In this thesis, we aim to overcome the insight of traditional clustering methods by proposing a two-phase training deep framework. The first phase consists of a generative adversarial network (GAN) used as a feature extraction pipeline. To improve GAN's capacity, we introduced pre-defined kernel filters that encourage identifying visual edges. The second phase deploys an auxiliary classifier which clusters the extracted features. Although the proposed framework demonstrates promising results, the two-phase training increases the computation burden and the number of hyper-parameters.
Therefore, we develop an innovative deep clustering framework capable to be optimised in a single-phase training. The GAN module is replaced with a grouping-based self-supervised learning (SSL) strategy, and by leveraging its learning process, clustering is achieved in real-time with the incorporation of mutual information as an objective function. Despite the significant high accuracy that this framework develops, the SSL strategy implements transformation schemes exclusively in visual data.

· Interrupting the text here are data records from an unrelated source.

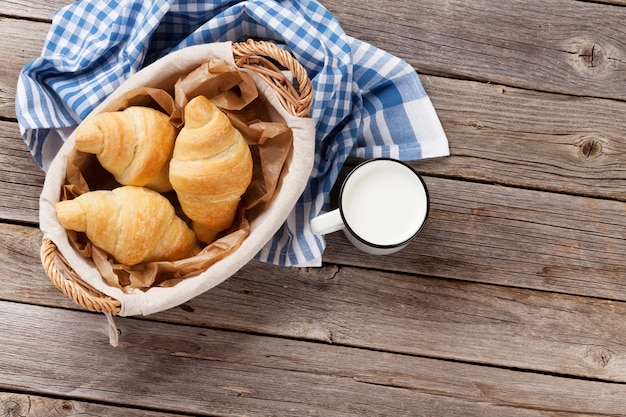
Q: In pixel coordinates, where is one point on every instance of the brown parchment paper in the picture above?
(270, 143)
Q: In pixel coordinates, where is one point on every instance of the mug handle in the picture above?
(327, 223)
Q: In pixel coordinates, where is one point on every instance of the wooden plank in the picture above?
(41, 10)
(513, 237)
(204, 372)
(538, 45)
(21, 178)
(25, 405)
(530, 139)
(21, 42)
(504, 236)
(542, 47)
(578, 136)
(546, 332)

To address this constraint, our last work focuses on developing a generic SSL method without the requirement for the definition of an explicit transformation scheme in particular datasets. To accomplish this task, an internal transformation mechanism is introduced where its formulation is not limited to specific data types and can be widely applied to visual, audio, text, or mass spectrometry data.
All our proposed frameworks are evaluated with detailed ablation studies, compared with the latest state-of-the-art methods, and demonstrate high clustering precision and representation learning for a broad range of datasets.